Dove il min/max non è all'altezza
Due lacune che vale la pena conoscere prima di fare affidamento su di esso. Innanzitutto, i valori minimo e massimo sono statici finché qualcuno non li aggiorna. Se i tempi di consegna diminuiscono o la velocità delle vendite cambia, i numeri sullo schermo smettono di corrispondere al negozio sottostante e nulla nel sistema min/max stesso segnala tale deviazione. In secondo luogo, min/max tratta ogni SKU allo stesso modo per impostazione predefinita; un bestseller in rapido movimento e un accessorio in lento movimento possono finire con la stessa cadenza di revisione a meno che non li si classifichi deliberatamente, che è una decisione di definizione delle priorità trattata indare priorità ai prodotti per il riordino, non qualcosa che min/max si risolve da solo.
Ricalcolare manualmente i valori minimo e massimo, per SKU, secondo un programma sufficientemente serrato da cogliere la reale deriva, è il problema di manutenzione che la maggior parte dei negozi alla fine affronta.StockCuericalcola entrambi dai dati di vendita in tempo reale invece di lasciarli dove sono stati impostati l'ultima volta, con previsioni su ogni piano, incluso quello gratuito.
Domande frequenti
Che cos'è la pianificazione dell'inventario minimo/massimo?
La pianificazione dell'inventario minimo/massimo imposta un livello minimo di scorte che attiva un riordino e un livello massimo fino al quale ordini.
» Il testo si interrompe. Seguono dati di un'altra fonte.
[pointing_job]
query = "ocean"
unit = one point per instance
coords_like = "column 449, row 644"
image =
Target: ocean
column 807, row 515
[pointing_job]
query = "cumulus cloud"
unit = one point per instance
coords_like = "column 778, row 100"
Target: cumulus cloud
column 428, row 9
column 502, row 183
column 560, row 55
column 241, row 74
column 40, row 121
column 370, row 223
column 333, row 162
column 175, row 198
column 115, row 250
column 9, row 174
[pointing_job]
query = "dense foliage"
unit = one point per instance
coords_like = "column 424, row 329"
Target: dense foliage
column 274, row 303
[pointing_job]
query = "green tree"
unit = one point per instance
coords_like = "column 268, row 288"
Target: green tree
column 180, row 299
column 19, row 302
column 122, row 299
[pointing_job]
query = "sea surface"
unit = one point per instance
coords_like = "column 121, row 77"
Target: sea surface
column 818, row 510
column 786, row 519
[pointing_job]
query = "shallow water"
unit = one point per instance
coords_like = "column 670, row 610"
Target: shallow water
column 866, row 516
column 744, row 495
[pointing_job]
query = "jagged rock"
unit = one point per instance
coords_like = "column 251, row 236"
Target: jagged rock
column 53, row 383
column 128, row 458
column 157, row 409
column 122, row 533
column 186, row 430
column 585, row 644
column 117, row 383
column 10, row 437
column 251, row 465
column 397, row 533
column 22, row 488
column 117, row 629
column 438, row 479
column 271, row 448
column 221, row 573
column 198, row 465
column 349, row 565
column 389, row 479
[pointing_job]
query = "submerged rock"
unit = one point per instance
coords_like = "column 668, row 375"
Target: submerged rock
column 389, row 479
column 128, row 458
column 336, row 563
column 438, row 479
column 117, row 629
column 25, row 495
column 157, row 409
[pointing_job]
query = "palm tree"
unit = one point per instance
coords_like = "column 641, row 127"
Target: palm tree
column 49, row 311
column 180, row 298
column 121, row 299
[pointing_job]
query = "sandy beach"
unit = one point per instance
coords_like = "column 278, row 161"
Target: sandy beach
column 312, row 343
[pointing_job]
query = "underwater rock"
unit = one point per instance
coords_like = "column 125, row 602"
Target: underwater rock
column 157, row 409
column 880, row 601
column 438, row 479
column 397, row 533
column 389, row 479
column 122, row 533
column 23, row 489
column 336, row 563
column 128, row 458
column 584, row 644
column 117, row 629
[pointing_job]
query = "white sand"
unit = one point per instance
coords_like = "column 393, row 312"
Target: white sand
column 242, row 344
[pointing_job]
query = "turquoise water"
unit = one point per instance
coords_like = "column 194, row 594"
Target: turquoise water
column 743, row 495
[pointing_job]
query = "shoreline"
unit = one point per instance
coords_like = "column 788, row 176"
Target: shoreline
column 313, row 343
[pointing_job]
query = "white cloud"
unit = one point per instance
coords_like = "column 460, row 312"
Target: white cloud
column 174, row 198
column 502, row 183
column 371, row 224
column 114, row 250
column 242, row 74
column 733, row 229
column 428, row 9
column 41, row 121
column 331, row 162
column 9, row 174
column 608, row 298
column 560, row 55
Quando le scorte scendono al minimo, ne ordini abbastanza per riportarle al massimo. È un nome più vecchio e standard per i professionisti per un punto di riordino abbinato a un livello di scorte target.
Il valore minimo/massimo è uguale al punto di riordino e al livello delle scorte target?
SÌ. Min è il punto di riordino, il trigger. Max è il livello delle scorte target, la destinazione. Min/max sono questi due concetti con una terminologia diversa e più vecchia, non un sistema separato.
Il minimo/massimo tiene conto del tempo di consegna?
Sì, indirettamente. Il lead time è uno degli input già integrati nel min, poiché la formula del punto di riordino utilizza il lead time medio dei tempi di vendita giornalieri, più le scorte di sicurezza. Ciò che min/max non fa automaticamente è notare quando cambia il tempo di consegna effettivo; devi ancora ricalcolare il minimo e il massimo quando lo fa.